The U.S. credit union regulator sued JPMorgan Securities and Bear Stearns & Co. on Monday over alleged misconduct in the sale of $3.6 billion in mortgage securities to credit unions that collapsed because of losses from the securities.
The lawsuit by the National Credit Union Administration is its second against JPMorgan involving losses to credit unions. In June 2011 the agency sued it over securities in which JPMorgan was the underwriter and seller.

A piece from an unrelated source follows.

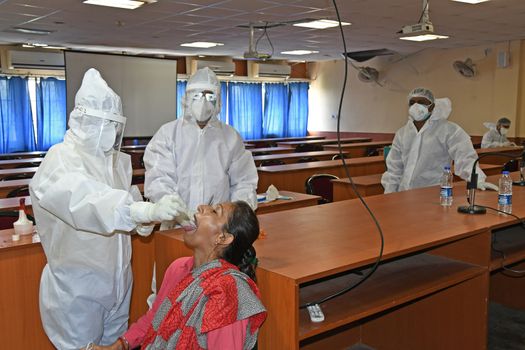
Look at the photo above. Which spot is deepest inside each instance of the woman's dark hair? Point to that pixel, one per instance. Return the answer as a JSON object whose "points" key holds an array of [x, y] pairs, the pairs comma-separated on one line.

That suit is still pending.
Bear Stearns, which JPMorgan acquired in 2008, made misrepresentations in connection with the underwriting and subsequent sale of mortgage-backed securities to U.S. Central, Western Corporate, Southwest Corporate and Members United Corporate federal credit unions, the agency said.
The lawsuit, filed in federal court in Kansas, is the largest such lawsuit the regulator has filed to date.
A JPMorgan spokeswoman declined to comment.
In the past two years the agency has brought similar actions against Barclays Capital, Credit Suisse, Goldman Sachs, RBS Securities, UBS Securities, Wachovia and others.
Most of the cases are pending, but it has settled claims against Citigroup, Deutsche Bank Securities and HSBC for around $170 million.
The agency has been trying to recover losses related to the failure of five institutions that it seized in 2009 and 2010 after they ran into trouble due to the crumbling housing market.